The discussion opened with an analysis of spirituality from a humanist perspective.

The term “spiritual” can be used in various contexts:

  • Spiritual as shorthand for “religious” or “devout”
  • Spiritual as shorthand for “in touch with one’s inner essence”
  • Spiritual as shorthand for exploring subjective experiences one can’t normally access (e.g., via meditation, communion with nature, etc.).
  • Spiritual as shorthand for engaging in behaviours related to what is best about human nature (culture, inventiveness, beauty, kindness, etc.)

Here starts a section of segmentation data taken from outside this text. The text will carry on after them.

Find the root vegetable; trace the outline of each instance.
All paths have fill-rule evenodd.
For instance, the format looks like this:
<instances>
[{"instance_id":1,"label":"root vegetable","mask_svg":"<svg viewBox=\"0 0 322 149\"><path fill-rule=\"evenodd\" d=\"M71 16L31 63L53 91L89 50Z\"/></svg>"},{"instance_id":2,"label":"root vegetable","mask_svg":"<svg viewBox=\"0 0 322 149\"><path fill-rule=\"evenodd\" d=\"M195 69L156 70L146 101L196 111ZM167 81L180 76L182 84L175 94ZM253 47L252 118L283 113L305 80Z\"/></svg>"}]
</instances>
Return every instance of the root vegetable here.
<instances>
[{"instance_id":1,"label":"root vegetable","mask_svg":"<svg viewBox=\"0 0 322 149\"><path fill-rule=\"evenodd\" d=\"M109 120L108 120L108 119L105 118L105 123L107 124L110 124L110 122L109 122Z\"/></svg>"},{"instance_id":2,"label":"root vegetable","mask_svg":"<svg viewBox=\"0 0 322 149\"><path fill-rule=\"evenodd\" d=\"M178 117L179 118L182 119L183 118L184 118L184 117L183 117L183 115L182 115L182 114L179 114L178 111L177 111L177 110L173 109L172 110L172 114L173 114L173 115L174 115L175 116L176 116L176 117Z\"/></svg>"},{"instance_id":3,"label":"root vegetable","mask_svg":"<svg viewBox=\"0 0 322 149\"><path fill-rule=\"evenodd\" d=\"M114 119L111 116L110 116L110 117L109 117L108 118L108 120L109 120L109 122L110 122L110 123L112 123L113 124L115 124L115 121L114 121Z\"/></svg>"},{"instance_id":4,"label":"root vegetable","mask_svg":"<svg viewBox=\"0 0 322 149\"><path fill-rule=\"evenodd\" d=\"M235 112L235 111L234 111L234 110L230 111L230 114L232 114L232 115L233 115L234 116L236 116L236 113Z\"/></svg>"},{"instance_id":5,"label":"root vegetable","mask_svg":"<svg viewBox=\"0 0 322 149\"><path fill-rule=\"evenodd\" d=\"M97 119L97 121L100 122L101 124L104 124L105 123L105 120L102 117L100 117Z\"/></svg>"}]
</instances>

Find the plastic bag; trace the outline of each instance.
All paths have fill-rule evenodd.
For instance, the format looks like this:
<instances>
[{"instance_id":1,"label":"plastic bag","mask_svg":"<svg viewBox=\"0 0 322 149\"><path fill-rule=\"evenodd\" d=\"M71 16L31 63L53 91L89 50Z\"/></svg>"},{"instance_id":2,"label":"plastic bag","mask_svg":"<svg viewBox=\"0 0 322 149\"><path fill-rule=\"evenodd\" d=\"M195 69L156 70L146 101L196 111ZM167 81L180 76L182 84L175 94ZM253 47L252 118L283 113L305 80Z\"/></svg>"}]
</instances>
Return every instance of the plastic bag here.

The ensuing discussion ranged widely:

  • quotes from Lawrence Krauss
    • “Spirituality is a sense of awe and wonder at something bigger than oneself.”
    • “The spirituality of science is better than the spirituality of religion because it is real.”
  • questions as to whether spirituality is physical, mental, emotional, or separate from those. Some discussion was about essence and feeling including feelings of peace and oneness with nature and feelings of awe.
  • does spirituality exist in the subconscious; does it relate to how runners describe being in the “zone”. Is it an energy linking us to each other, nature and the univers?
  • examples of spiritual people included Jesus (the man, not a son of god) and Ghandi.
  • suggestions that meditation and communing with nature are ways to be spiritual and to be at peace, allowing us to be accepting of others who are different or behave and believe differently.
  • it was suggested by some that spirituality can be a bridge between religion and science.
  • it was thought that to be truly spiritual, you would have to lose religion. Carl Jung was credited with saying, “Nothing interferes with man seeing the face of God more than organized religion.” Religion exists in the mind while spirituality exists in the heart, body and soul. Religious people can be good and spiritual as well.
  • being spiritual means living in the present and being aware of all the input to our senses. Spirituality is personal.

In summary, we are all human and have all had experiences which could be described as spiritual, so no matter how it presents itself, or what we call it, or how we feel about it, spirituality can unite us.